Conseil d'État
N° 475767
ECLI:FR:CECHR:2024:475767.20240724
Mentionné aux tables du recueil Lebon
4ème - 1ère chambres réunies
M. Jacques-Henri Stahl, président
Mme Camille Belloc, rapporteure
M. Jean-François de Montgolfier, rapporteur public
Lecture du mercredi 24 juillet 2024
Vu la procédure suivante :
Par une requête et un mémoire en réplique, enregistrés les 8 juillet et 13 novembre 2023 au secrétariat du contentieux du Conseil d'Etat, M. B... A... demande au Conseil d'Etat d'annuler pour excès de pouvoir la circulaire du 22 août 2022 de la ministre de l'enseignement supérieur et de la recherche en tant qu'elle prévoit que les enseignants-chercheurs ont l'obligation d'informer l'autorité compétente des activités qu'ils exercent au titre de l'article L. 123-3 du code général de la fonction publique, ainsi que la décision implicite née du silence gardé par la ministre de l'enseignement supérieur et de la recherche sur sa demande tendant à l'abrogation, ou à défaut au retrait, de la circulaire dans la même mesure.

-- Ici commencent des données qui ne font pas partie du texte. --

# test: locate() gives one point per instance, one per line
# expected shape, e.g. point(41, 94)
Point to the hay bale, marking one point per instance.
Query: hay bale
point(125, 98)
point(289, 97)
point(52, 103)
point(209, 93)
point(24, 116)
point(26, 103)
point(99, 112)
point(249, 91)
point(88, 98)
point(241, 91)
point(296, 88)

Vu les autres pièces du dossier ;
Vu :
- le code de l'éducation ;
- le code de la recherche ;
- le code général de la fonction publique ;
- le décret n° 2020-69 du 30 janvier 2020 ;
- le code de justice administrative ;
Après avoir entendu en séance publique :
- le rapport de Mme Camille Belloc, auditrice,
- les conclusions de M. Jean-François de Montgolfier, rapporteur public ;
Considérant ce qui suit :
1. M. A..., professeur des universités en droit public, demande l'annulation pour excès de pouvoir de la circulaire du 22 août 2022 de la ministre de l'enseignement supérieur et de la recherche relative à la mise en oeuvre du régime de déclaration préalable pour certaines activités accessoires en tant qu'elle prévoit que les enseignants-chercheurs ont l'obligation d'informer l'autorité compétente des activités qu'ils exercent au titre de l'article L. 123-3 du code général de la fonction publique, ainsi que de la décision implicite née du silence gardé par la ministre sur sa demande tendant à l'abrogation, ou à défaut au retrait, de la circulaire dans la même mesure.

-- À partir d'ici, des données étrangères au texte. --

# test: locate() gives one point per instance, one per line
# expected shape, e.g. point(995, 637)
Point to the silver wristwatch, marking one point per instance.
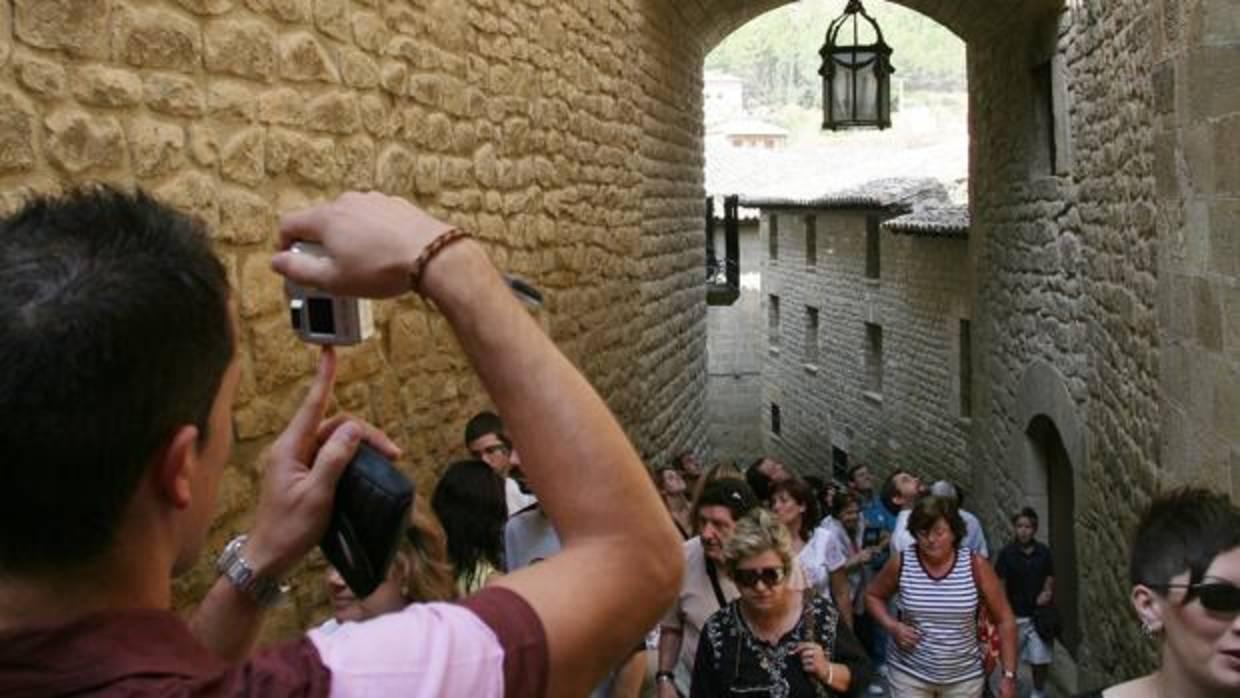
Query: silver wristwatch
point(264, 590)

2. Aux termes de l'article L. 123-1 du code général de la fonction publique : " L'agent public ne peut exercer, à titre professionnel, une activité privée lucrative de quelque nature que ce soit sous réserve des dispositions des articles L. 123-2 à L. 123-8. / (...) ". Aux termes de l'article L. 123-3 du même code : " L'agent public membre du personnel enseignant, technique ou scientifique des établissements d'enseignement ou pratiquant des activités à caractère artistique peut exercer les professions libérales qui découlent de la nature de ses fonctions ".

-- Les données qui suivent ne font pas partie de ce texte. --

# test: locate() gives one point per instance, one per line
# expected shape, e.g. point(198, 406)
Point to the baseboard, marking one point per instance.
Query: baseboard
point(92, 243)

3. Il résulte de ces dispositions que l'exercice, par un agent public membre du personnel enseignant, technique ou scientifique des établissements d'enseignement, d'une profession libérale découlant de la nature de ses fonctions n'est soumis à aucune déclaration ou autorisation préalable, ni à aucune autre formalité, alors que l'exercice d'une activité accessoire par les personnels de l'enseignement supérieur et par les personnels de la recherche relève, selon les cas, soit d'un régime de déclaration préalable prévu par l'article L. 951-5 du code de l'éducation et l'article L. 411-3-1 du code de la recherche, soit d'un régime d'autorisation préalable, en application de l'article L. 123-7 du code général de la fonction publique et du décret du 30 janvier 2020 relatif aux contrôles déontologiques dans la fonction publique.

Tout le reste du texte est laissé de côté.